Output in test_summary.md:

markdown
# Test Summary

## Overall Status

- **Result:** FAIL
- **Exit Code:** 1
- **Duration:** 4.2s

## Counts

- Passed: 3
- Failed: 1
- Skipped: 0

## Failing Tests

- `auth::tests::test_ac_001_invalid_password` - assertion failed: expected 401, got 200

Example 2: Full Suite (Global Hardening)

bash
cargo test --workspace --tests --color=always

Output:

markdown
# Test Summary

## Overall Status

- **Result:** PASS
- **Exit Code:** 0
- **Duration:** 45.3s

## Counts

- Passed: 127
- Failed: 0
- Skipped: 3
- xfailed: 2
- xpassed: 0

## Notes

- 3 tests skipped: require external service
- 2 xfail tests: known issues tracked in #123, #124

Example 3: Changed Files Scope

bash
# Identify changed files
git diff --name-only origin/main...HEAD | grep '\.rs$'

# Run tests for changed crates
cargo test -p auth_service -p session_manager

Troubleshooting

Test Command Not Found

Symptom: cargo: command not found or similar.

Solution: This is an environment issue. Record as ENV_TOOLING and bounce to fix environment. Do not continue with broken tooling.

Cannot Determine Counts

Symptom: Test output does not match expected format.

Solution: Record counts as null rather than guessing. Note the parsing issue in summary. The skill contract is to report accurately, not to fabricate.

Tests Hang or Timeout

Symptom: Tests do not complete within reasonable time.

Solution: Note the timeout in summary. If the run was partial, include whatever counts were observed. Record as potentially flaky for flakiness-detector to investigate.

No Test Files Found

Symptom: Test command runs but finds nothing to test.

Solution: This is valid output.
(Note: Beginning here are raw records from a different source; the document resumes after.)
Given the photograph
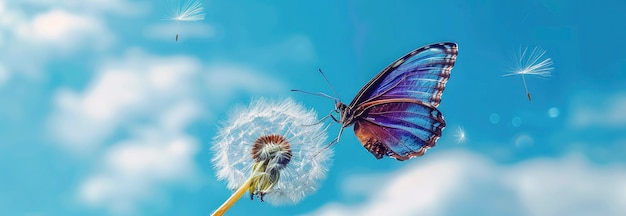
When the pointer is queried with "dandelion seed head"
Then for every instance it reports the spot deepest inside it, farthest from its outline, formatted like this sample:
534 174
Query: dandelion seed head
189 10
532 62
280 131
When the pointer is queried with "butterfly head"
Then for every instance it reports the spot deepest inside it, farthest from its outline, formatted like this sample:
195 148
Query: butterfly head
340 107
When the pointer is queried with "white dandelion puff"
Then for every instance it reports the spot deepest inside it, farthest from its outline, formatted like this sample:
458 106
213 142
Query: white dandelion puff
187 11
270 149
532 63
460 135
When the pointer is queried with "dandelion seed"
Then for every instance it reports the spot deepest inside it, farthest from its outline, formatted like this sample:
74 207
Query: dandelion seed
269 149
531 63
460 135
190 10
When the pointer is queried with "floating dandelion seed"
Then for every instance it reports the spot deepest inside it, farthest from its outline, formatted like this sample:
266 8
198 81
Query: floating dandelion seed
190 10
460 135
531 63
270 150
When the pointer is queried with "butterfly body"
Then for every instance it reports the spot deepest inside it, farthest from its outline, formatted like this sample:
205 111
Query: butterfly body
395 114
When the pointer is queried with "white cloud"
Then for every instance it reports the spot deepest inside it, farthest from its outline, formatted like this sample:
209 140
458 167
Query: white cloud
30 38
144 103
64 30
91 6
137 87
132 171
606 111
226 79
167 31
462 183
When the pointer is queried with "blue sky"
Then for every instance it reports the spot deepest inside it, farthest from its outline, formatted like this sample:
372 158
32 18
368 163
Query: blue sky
103 113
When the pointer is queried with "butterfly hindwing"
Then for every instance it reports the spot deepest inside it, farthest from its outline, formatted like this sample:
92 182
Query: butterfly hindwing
396 112
401 129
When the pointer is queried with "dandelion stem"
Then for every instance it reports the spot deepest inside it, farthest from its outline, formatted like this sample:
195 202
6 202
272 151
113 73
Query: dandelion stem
233 198
526 87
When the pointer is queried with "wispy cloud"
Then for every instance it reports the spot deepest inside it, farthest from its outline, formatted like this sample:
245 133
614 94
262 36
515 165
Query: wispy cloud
463 183
598 110
123 91
134 113
132 170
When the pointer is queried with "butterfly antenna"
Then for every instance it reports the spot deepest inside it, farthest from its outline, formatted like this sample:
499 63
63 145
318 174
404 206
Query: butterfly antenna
329 85
316 94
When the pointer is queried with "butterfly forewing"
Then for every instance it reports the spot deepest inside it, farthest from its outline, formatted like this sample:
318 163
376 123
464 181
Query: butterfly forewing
396 112
421 74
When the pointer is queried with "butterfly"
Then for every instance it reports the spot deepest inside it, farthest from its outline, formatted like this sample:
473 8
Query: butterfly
395 114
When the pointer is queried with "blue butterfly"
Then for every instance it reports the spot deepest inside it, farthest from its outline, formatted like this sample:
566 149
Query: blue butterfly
395 113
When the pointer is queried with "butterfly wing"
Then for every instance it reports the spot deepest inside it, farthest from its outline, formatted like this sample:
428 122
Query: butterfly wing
399 128
396 113
420 74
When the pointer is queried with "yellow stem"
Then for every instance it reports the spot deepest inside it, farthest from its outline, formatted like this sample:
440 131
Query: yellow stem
233 198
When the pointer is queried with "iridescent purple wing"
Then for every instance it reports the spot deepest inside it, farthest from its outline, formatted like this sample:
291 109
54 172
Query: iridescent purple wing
421 74
396 112
401 129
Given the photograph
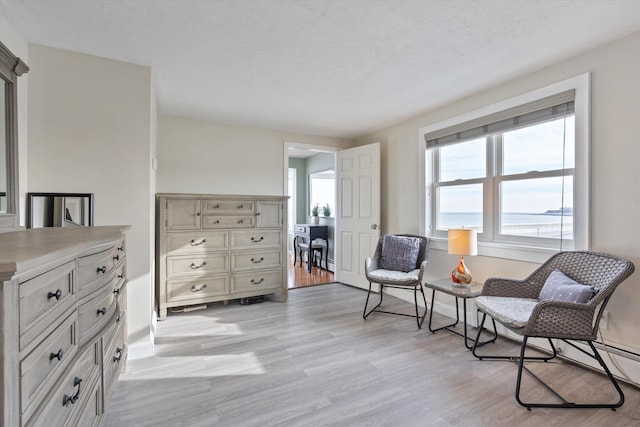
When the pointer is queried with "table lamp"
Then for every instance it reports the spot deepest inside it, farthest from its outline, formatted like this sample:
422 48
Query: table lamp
462 241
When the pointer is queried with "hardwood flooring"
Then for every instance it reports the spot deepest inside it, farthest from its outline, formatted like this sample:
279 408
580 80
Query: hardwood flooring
299 276
314 361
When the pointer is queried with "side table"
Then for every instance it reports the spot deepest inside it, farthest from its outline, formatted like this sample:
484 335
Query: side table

Report passed=0 failed=0 skipped=0. The orchestrator decides if this is expected (new feature without tests yet) or a problem (tests deleted).


Behavior (Inherited from Original)

  1. Prefer scoped test runs:

    • Use git diff --name-only origin/main...HEAD to list changed files when available.
    • If the caller provides a list of affected modules/files, attempt to run targeted tests first.
  2. Runtime flags and run bounds:

    • Prefer to keep runs bounded; if the full suite is required, note this in the summary.
  3. Capture output and artifacts:

    • Save raw output to test_output.log (overwrite per run) and a parsed summary to test_summary.md.
    • test_summary.md should include: overall status (PASS/FAIL), failing test names, top error snippets, and counts.
  4. Failure handling:

    • Exit status is used by calling subagent; include failing test names in test_summary.md.
  5. Do not modify source or tests.

  6. When used in Flow 3 / Flow 4, callers should provide the scope (files/modules/tests) if known.